The deal included a provision that the reduced fees must be at least seven basis points lower than the current average. An independent auditor was to review this aspect to confirm compliance.

Judge Brodie of the U.S. District Court for the Eastern District of New York declined to provide preliminary approval on June 25, 2024. Visa's CEO told analysts that the company was seeking a new settlement, which could occur before, during or even following a trial. US District Court Judge Brian Cogan took over the long-running case in September 2025, and is expected to render an opinion in 2026.

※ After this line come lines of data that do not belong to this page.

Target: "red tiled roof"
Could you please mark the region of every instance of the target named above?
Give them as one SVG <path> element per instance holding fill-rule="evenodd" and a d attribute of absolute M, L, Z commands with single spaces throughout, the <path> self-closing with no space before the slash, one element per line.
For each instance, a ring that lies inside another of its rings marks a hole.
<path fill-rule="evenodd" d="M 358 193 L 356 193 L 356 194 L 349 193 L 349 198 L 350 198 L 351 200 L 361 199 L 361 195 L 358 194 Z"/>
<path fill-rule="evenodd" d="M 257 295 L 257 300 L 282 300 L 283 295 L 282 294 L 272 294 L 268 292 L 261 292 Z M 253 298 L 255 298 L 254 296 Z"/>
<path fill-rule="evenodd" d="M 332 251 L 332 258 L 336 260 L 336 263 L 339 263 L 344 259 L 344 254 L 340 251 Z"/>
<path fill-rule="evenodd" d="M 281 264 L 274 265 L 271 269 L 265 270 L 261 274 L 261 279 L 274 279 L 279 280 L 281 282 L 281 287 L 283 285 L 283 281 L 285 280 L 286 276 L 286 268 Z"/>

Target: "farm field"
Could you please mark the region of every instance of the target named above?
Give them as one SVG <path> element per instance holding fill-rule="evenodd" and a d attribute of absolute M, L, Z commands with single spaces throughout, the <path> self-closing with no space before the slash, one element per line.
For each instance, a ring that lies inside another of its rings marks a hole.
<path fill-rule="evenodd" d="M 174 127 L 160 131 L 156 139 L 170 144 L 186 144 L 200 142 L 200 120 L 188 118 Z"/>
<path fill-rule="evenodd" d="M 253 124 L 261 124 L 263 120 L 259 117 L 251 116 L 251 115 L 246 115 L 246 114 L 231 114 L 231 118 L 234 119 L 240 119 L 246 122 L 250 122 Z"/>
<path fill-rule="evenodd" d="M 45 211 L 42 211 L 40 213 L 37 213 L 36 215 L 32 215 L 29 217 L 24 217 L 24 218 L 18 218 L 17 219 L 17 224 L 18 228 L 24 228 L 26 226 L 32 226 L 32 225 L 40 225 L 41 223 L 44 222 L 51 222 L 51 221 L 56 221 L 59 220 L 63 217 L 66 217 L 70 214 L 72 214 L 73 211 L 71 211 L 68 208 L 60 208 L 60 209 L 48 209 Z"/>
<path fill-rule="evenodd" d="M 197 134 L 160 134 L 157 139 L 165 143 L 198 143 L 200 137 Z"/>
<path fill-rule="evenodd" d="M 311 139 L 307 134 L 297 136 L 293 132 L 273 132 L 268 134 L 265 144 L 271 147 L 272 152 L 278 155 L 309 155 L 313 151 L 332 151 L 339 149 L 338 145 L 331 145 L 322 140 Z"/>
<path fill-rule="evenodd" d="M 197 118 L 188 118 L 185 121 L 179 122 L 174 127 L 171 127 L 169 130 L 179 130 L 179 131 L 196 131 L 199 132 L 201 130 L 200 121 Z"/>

On September 24, 2024, the U.S. Department of Justice filed a civil antitrust lawsuit against Visa, alleging "monopolization and other unlawful conduct in debit network markets in violation of Sections 1 and 2 of the Sherman Act".

Separately, in October 2025, merchants agreed to a $231.7 million settlement before Judge Brodie, as B & R Supermarket, Inc., et al v. Visa, Inc. et al, for costs imposed in frauds related to counterfeit, lost, or stolen cards, with Mastercard paying $79.8 million, and Visa liable for $119.7 million. American Express and Discover had previously agreed to pay $20 million and $12.2 million, respectively, of the total settlement.